Mit geschätzten 60 Millionen Euro gaben die Inder jedoch weniger als halb so viel Geld aus wie die Chinesen für ihre Sonde Chang'e-1. Außerdem brachte Indien als bisher einziges Land schon beim Erstflug seine Nationalflagge auf den Mondboden. Dies geschah wenn auch unsanft durch die Einschlagsonde Moon Impact Probe.
Mit zehn wissenschaftlichen Instrumenten war Chandrayaan-1 mehr als eine Technologiedemonstration. Sechs der Geräte stammten aus dem Ausland, unter anderem von NASA und ESA. Im Gegenzug erhielt Indien neben Zugang zu den Messdaten auch Beratung in Fragen der Flugdynamik und Datenverarbeitung. Eine Bezahlung verlangten die Inder jedoch nicht von ihren Partnern.
Die indischen Instrumente zielten hauptsächlich auf die dreidimensionalen Kartierung des Mondes ab. Dies geschah sowohl mit Hilfe von Laser-Entfernungsmessung als auch durch eine Stereokamera mit einer Geländeauflösung von fünf Metern pro Bildpunkt. Daneben suchten Spektrometer nach Vorkommen von interessanten Rohstoffen wie Metallen und nach radioaktiven Elemtenten, die Aufschluss über das Alter der Mondkruste geben können.
Auch die ESA widmete sich mit ihren Spektrometern vor allem der chemischen Zusammensetzung der Mondoberfläche.
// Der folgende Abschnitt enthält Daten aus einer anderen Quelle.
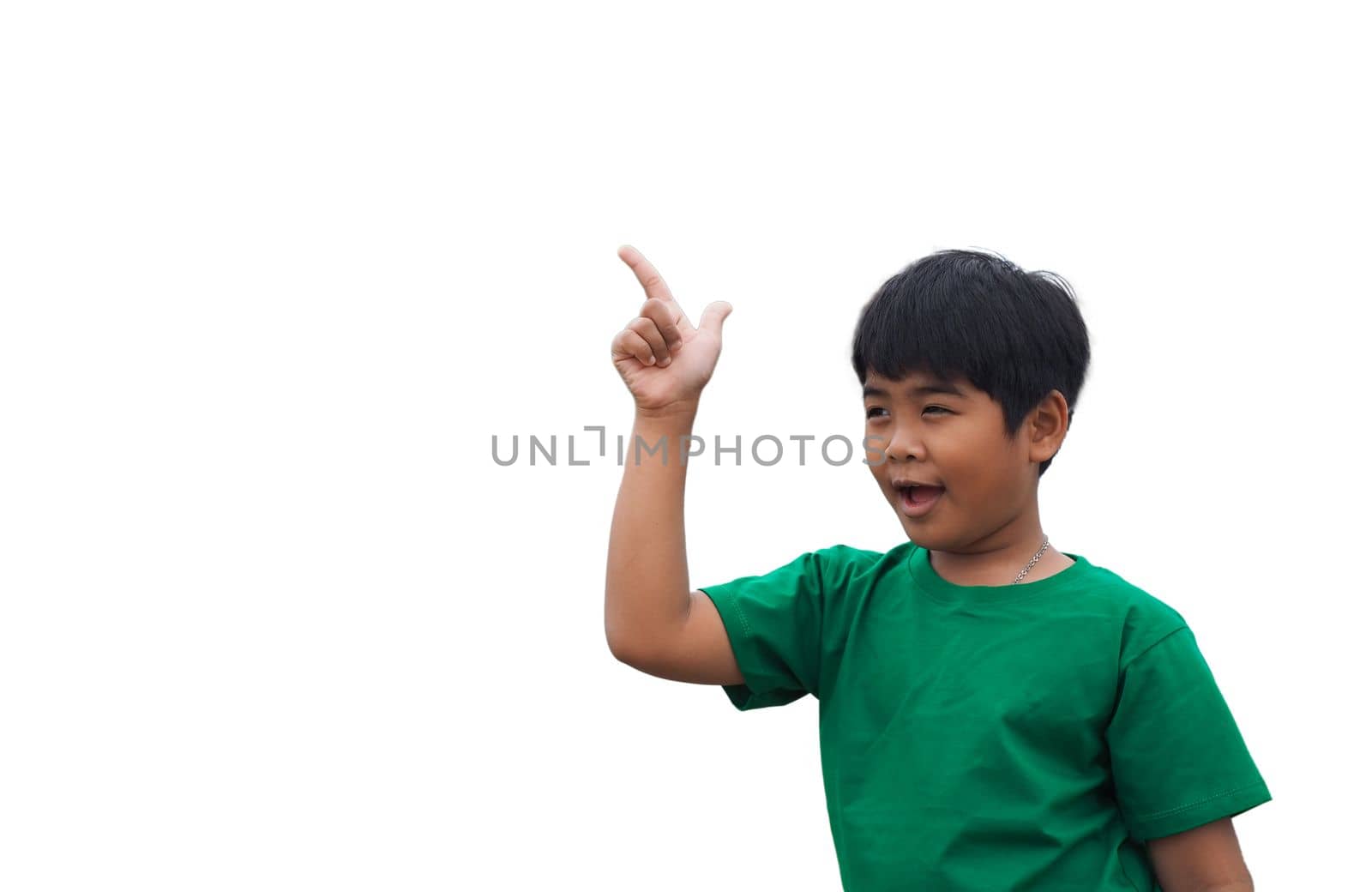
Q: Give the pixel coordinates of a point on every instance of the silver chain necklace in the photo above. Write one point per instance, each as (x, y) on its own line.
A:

Daneben waren die Stärke des Sonnenwindes und das Mondmagnetfeld weitere Ziele der Messungen.
Die NASA hingegen steuerte ein Radar bei, das in die Tiefe des Mondbodens blicken konnte. Speziell in den polaren Regionen, die permanent im Schatten liegen, vermuten Planetologen schon lange Spuren von Wassereis. Leider war Chandrayaan-1 bis zuletzt nicht in der Lage, diesen Verdacht zu bestätigen. Der im Jahr 2009 gestartete Lunar Reconnaissance Orbiter der NASA wird mit seinen deutlich präziseren Instrumenten dieser Frage weiter nachgehen.
Unterdessen plant Indien bereits seine nächste Mondmission Chandrayaan-2, die im Jahr 2013 starten soll. Auch ein Rover wird dann mit an Bord sein, um Bodenproben zu nehmen und diese vor Ort zu untersuchen. Eine Marssonde und erste bemannte Raumflüge stehen im kommenden Jahrzehnt ebenfalls auf der Agenda Indiens. Die nun erkannten Mängel von Chandrayaan-1 könnten diese Pläne jedoch womöglich hinauszögern.